Illovo subsidiary and Lusaka Securities Exchange – LuSE listed Zambia Sugar Plc (ISIN: – ZM0000000052) recorded a 68% rally in its H1:19 (to 29 February 2019) headline earnings to K30.44 million. This was established in the company’s financial report published on the Zambian bourse website.
Revenues rose 14.22% to K1.22 billion from K1.07 billion same period a year ago on increased uptake of cane sugar given the exemplary quality.
Cane quality and supply observed over the last (3) years is attributed to improved irrigation and water supply in the Nakambala area manifesting in a 13.33% rally to 400,000 metric ton harvest levels in the 2018/2019 season. Rising demand for Illovo sugar continues to keep the company in business despite the widening sugar surplus globally that has suppressed international prices. Brazil remains a key driver and determinant of international sugar given its significant cake of global production.
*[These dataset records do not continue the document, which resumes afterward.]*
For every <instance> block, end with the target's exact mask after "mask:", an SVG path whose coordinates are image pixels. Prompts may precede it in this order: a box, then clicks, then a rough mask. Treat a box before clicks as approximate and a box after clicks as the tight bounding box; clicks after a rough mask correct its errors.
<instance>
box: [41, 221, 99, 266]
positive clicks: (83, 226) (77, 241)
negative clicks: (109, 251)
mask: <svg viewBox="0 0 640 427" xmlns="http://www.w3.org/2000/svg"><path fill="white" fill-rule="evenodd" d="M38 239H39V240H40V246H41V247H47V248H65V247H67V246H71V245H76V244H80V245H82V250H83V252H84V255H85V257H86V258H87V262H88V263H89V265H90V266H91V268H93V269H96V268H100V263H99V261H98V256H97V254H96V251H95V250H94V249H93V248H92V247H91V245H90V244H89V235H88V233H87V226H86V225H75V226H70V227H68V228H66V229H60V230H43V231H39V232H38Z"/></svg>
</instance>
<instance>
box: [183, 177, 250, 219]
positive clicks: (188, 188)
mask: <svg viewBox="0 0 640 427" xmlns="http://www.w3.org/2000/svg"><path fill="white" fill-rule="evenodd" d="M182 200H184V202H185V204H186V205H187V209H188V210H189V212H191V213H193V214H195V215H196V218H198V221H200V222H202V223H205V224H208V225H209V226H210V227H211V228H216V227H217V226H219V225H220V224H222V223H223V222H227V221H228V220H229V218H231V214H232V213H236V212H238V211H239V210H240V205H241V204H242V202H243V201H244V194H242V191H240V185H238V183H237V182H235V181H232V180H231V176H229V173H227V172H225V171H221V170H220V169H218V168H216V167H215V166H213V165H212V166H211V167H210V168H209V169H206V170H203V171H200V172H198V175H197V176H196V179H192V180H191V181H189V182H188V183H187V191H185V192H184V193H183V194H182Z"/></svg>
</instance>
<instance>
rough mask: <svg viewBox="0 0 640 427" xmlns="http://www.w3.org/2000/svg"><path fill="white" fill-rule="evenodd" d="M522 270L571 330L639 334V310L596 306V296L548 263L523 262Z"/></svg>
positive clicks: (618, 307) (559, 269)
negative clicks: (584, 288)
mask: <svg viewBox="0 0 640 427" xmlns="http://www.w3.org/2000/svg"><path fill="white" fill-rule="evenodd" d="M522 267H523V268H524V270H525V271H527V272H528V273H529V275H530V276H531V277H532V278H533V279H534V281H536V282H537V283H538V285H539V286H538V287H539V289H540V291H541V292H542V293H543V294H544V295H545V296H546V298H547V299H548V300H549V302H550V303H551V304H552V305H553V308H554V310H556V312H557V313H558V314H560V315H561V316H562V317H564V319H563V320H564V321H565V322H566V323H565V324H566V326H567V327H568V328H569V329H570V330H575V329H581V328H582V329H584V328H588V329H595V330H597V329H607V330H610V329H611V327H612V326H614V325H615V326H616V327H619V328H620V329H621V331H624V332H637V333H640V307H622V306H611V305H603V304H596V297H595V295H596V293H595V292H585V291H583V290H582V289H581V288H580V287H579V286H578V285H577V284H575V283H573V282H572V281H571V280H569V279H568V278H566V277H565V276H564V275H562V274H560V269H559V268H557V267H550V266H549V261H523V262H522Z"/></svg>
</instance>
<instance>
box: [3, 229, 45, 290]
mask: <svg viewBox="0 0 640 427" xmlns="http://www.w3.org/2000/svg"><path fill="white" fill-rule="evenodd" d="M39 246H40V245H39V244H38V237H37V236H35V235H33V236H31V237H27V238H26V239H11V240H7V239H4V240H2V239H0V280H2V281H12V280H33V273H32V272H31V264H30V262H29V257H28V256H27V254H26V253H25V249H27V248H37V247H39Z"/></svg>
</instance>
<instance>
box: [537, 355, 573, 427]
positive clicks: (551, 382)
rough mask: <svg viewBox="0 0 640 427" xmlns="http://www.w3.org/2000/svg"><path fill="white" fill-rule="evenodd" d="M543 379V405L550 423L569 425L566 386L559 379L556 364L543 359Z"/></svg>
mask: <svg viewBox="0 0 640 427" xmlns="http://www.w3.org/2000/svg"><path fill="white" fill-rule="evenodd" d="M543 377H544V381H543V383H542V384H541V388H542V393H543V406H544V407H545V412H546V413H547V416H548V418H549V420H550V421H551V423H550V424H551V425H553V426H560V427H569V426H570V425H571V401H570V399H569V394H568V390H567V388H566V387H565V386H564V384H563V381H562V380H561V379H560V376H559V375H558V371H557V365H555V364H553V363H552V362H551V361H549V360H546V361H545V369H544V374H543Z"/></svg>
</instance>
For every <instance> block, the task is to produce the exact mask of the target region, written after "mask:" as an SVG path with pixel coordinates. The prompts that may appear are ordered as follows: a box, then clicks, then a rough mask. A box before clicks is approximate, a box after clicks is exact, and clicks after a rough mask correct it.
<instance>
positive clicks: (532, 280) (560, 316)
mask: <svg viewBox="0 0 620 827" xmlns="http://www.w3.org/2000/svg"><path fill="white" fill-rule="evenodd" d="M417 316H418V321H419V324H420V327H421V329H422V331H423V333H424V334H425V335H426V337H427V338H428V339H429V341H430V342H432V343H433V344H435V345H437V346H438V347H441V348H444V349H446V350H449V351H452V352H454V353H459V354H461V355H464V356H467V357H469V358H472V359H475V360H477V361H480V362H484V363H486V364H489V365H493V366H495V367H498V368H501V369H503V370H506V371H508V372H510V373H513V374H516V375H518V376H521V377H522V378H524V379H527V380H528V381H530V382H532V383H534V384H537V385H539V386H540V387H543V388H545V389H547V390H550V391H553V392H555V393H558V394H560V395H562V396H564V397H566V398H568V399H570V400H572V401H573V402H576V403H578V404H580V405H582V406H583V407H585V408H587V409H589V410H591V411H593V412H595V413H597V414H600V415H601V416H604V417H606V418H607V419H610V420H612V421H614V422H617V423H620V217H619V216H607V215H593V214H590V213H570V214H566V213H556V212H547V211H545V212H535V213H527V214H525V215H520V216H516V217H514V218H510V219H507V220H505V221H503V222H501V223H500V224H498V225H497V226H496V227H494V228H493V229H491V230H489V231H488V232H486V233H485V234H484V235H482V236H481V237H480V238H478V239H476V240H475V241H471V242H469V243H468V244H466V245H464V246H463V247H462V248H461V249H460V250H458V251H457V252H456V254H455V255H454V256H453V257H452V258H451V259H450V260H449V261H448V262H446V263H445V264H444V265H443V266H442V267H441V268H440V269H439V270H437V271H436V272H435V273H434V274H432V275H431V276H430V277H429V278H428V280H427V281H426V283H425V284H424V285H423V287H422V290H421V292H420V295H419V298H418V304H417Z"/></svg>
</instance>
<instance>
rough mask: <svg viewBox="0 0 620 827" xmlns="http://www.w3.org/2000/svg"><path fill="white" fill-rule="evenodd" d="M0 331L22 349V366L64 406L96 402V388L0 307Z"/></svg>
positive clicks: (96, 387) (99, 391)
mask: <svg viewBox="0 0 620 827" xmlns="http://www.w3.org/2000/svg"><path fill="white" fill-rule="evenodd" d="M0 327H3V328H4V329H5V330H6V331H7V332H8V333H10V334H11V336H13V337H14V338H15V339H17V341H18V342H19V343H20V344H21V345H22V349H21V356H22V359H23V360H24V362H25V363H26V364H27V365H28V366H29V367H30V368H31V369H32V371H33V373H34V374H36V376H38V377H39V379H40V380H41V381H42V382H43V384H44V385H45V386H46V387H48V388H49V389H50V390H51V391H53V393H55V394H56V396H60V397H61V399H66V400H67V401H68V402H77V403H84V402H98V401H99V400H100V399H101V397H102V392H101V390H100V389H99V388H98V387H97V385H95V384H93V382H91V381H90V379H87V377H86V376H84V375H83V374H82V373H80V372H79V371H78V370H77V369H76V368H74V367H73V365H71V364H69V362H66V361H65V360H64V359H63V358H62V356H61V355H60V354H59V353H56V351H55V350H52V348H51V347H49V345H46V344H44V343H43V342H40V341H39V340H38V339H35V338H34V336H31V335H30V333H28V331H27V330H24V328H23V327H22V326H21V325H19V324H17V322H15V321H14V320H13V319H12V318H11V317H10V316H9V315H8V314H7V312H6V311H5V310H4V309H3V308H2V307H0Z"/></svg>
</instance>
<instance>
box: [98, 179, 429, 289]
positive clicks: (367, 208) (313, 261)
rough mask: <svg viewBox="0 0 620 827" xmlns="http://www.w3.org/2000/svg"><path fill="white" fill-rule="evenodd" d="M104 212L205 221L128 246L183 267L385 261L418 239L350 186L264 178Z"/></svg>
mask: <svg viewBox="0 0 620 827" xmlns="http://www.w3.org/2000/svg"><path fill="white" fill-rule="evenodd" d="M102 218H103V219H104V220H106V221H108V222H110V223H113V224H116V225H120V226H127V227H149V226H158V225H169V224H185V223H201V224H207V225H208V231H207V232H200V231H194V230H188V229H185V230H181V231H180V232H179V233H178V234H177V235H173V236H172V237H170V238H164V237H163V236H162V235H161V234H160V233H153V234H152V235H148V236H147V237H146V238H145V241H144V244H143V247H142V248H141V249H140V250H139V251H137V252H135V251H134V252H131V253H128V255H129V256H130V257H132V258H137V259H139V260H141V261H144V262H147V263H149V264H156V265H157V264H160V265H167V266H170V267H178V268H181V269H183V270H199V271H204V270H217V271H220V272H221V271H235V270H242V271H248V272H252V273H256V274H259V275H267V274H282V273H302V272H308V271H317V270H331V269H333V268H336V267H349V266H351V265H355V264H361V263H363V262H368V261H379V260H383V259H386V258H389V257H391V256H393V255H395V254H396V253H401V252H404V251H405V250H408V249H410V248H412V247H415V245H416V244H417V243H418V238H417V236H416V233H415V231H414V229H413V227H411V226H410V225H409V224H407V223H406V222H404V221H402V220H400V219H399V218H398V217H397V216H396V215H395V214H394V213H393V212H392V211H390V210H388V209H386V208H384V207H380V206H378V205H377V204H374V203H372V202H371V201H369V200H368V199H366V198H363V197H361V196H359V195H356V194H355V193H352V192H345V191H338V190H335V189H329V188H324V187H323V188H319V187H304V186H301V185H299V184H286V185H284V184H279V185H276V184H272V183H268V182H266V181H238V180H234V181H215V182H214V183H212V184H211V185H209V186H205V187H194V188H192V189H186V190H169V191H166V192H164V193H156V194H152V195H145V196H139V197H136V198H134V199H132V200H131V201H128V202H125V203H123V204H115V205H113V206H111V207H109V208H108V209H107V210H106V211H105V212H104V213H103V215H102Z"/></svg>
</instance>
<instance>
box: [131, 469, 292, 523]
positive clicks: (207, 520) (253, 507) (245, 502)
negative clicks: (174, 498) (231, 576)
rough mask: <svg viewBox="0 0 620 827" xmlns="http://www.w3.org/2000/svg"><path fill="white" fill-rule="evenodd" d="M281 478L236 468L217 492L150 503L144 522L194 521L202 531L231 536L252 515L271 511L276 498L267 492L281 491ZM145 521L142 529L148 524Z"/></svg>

Operating profits for the half year period to 29 February rose 26.66% to K190.0 million from K150.22 million in a comparative prior period as Finance costs exacerbated by rising interest rates weighed profit margins.
SECOND HALF FORECAST
Sugar production is expected to remain bullish and surpassing the H1 levels seen but uncertainty in the business environment from vague taxation policy could impact the operations of the sugar giant. Zambia is unlikely to implement general sales tax on the 01 July given the formalities the GST – bill has to pass through before actualizing to law. This shift is however likely to weigh on business planning for Zambia Sugar alongside other corporates.